You are viewing a plain text version of this content. The canonical link for it is here.
Posted to issues@spark.apache.org by "Narine Kokhlikyan (JIRA)" <ji...@apache.org> on 2015/12/14 21:54:46 UTC
[jira] [Updated] (SPARK-12325) Inappropriate error messages in DataFrame StatFunctions

     [ https://issues.apache.org/jira/browse/SPARK-12325?page=com.atlassian.jira.plugin.system.issuetabpanels:all-tabpanel ]

Narine Kokhlikyan updated SPARK-12325:
--------------------------------------
    Description: 
Hi there,

I have mentioned this issue earlier in one of my pull requests for SQL component, but I've never received a feedback in any of them.
https://github.com/apache/spark/pull/9366#issuecomment-155171975

Although this has been very frustrating, I'll try to list certain facts again:

1. I call dataframe correlation method and it says that covariance is wrong.
I do not think that this is an appropriate message to show here.

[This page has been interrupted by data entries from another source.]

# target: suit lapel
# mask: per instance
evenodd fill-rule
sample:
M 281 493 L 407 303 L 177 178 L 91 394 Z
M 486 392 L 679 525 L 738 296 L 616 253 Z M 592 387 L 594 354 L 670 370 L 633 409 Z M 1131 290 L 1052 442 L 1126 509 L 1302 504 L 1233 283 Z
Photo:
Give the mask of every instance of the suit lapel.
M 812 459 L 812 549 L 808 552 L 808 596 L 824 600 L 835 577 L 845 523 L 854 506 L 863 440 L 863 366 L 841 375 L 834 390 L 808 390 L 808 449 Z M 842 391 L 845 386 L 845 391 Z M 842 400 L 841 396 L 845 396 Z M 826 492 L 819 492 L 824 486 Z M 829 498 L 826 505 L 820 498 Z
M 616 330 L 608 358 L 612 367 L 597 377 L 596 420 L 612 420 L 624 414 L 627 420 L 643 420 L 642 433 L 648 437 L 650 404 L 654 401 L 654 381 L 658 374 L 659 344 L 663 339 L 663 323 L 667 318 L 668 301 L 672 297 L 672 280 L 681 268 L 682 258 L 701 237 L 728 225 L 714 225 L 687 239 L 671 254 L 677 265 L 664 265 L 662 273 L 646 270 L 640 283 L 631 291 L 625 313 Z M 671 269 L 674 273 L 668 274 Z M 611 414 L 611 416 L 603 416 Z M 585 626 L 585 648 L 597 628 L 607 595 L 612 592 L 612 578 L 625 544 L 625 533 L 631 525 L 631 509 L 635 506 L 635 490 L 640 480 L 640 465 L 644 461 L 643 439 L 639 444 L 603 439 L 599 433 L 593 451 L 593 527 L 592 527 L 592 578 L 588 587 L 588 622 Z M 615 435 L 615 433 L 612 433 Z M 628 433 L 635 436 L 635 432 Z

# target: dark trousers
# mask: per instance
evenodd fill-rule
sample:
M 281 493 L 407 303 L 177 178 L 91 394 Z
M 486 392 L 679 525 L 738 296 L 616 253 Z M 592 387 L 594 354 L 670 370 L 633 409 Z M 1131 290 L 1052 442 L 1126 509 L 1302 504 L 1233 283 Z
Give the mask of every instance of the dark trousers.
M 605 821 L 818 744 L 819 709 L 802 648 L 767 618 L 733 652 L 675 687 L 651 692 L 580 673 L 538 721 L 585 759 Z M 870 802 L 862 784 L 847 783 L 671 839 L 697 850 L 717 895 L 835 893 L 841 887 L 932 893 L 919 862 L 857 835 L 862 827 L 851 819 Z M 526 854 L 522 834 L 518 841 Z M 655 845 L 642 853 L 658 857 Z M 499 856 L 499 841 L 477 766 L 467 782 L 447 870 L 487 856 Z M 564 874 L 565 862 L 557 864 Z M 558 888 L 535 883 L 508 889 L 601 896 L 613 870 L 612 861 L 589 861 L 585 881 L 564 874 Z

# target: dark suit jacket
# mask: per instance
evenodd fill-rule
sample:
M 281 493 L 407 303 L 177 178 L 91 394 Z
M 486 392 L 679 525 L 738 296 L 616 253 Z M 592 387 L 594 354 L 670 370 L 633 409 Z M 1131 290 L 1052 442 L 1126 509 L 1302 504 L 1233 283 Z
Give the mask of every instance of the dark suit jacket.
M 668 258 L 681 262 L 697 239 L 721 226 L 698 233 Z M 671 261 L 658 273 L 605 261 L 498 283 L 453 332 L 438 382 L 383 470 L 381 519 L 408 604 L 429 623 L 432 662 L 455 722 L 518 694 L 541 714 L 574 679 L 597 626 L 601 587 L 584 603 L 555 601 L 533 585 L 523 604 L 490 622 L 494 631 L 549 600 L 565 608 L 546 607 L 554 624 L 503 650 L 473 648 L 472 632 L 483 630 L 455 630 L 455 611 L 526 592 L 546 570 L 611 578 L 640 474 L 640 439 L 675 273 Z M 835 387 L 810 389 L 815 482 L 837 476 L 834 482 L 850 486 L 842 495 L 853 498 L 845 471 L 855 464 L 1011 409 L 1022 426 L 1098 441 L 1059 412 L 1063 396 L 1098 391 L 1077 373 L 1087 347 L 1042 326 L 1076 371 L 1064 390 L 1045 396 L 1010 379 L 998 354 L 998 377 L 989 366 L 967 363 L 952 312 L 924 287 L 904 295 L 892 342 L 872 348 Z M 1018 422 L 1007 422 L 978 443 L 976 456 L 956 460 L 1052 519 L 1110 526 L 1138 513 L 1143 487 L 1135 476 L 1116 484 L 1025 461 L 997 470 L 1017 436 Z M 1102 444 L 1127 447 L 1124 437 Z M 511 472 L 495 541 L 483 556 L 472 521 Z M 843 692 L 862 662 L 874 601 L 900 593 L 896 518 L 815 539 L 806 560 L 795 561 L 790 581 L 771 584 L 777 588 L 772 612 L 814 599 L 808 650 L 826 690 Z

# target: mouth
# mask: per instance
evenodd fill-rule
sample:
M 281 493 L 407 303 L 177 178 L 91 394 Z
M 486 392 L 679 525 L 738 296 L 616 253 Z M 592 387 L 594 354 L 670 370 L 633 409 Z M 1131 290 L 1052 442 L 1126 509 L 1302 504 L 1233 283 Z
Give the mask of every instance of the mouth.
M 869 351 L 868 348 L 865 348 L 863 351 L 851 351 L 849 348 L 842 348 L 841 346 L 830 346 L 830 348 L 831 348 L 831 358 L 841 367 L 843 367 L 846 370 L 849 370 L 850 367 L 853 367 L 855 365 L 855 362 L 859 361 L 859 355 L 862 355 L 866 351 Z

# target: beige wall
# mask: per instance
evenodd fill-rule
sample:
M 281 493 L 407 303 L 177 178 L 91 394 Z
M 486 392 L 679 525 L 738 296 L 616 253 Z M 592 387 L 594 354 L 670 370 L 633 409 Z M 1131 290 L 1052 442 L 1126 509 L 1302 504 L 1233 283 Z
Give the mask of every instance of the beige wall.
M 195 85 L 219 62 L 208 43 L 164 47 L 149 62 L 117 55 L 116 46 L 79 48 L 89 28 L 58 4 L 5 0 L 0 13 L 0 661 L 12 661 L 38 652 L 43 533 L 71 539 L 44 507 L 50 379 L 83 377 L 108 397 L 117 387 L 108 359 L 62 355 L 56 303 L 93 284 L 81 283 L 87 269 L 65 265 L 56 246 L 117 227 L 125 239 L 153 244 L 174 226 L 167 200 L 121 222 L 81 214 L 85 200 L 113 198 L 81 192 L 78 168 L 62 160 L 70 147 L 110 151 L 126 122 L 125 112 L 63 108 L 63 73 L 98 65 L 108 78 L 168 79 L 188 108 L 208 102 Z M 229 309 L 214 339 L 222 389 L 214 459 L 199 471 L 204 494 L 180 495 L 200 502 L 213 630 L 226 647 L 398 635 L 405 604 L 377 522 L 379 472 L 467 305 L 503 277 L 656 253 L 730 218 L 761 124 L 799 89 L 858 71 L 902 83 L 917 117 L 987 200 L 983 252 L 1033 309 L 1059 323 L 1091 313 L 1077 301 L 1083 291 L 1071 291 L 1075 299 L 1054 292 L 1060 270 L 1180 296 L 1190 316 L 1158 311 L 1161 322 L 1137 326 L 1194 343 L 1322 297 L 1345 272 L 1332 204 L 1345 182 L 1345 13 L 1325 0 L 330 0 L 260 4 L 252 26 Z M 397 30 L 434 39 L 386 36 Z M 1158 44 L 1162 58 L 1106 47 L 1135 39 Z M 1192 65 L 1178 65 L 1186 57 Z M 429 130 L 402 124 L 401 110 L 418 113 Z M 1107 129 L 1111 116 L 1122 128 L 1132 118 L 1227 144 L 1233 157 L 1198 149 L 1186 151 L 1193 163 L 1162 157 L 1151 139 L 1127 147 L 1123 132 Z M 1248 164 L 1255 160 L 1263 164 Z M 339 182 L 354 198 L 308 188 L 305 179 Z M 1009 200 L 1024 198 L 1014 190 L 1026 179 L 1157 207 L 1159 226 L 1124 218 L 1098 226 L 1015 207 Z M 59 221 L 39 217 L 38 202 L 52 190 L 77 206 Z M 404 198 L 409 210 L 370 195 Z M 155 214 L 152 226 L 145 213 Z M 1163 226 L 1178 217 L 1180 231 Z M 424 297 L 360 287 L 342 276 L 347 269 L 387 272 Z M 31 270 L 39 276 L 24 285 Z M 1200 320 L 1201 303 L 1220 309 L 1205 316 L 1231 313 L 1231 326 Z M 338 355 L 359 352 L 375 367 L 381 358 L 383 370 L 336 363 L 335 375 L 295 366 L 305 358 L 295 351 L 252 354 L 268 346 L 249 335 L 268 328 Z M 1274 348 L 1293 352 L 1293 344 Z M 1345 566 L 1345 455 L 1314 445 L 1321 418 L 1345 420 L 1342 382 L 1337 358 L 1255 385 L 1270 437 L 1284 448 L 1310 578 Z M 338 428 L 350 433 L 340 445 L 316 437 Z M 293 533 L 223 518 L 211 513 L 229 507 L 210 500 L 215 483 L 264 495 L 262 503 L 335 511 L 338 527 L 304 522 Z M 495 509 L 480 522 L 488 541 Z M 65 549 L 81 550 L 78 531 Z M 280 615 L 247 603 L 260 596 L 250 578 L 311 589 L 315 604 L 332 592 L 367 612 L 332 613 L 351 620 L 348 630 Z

scala> df.stat.corr("rating", "income")
java.lang.IllegalArgumentException: requirement failed: Covariance calculation for columns with dataType StringType not supported.
    at scala.Predef$.require(Predef.scala:233)
    at org.apache.spark.sql.execution.stat.StatFunctions$$anonfun$collectStatisticalData$3.apply(StatFunctions.scala:81)


2. The biggest issue here is not the message shown, but the design.
A class called CovarianceCounter does the computations both for correlation and covariance. This might be a convenient way
from certain perspective, however something like this is harder to understand and extend, especially if you want to add another algorithm
e.g. Spearman correlation, or something else.

There are many possible solutions here:
starting from
1. just fixing the message 
2. fixing the message and renaming  CovarianceCounter and corresponding methods
3. create CorrelationCounter and splitting the computations for correlation and covariance

and many more .... 

Since I'm not getting any response and according to github all five of you have been working on this, I'll try again:
[~brkyvz], [~rxin], [~davies], [~viirya], [~cloud_fan]

Can any of you ,please, explain me such a behavior or communicate more about this ?
In case you are planning to remove it or something else, we'd truly appreciate if you communicate.

In fact, I would like to do a pull request on this, but since my pull requests in SQL/ML components are just staying there without any response, I'll wait for your response first.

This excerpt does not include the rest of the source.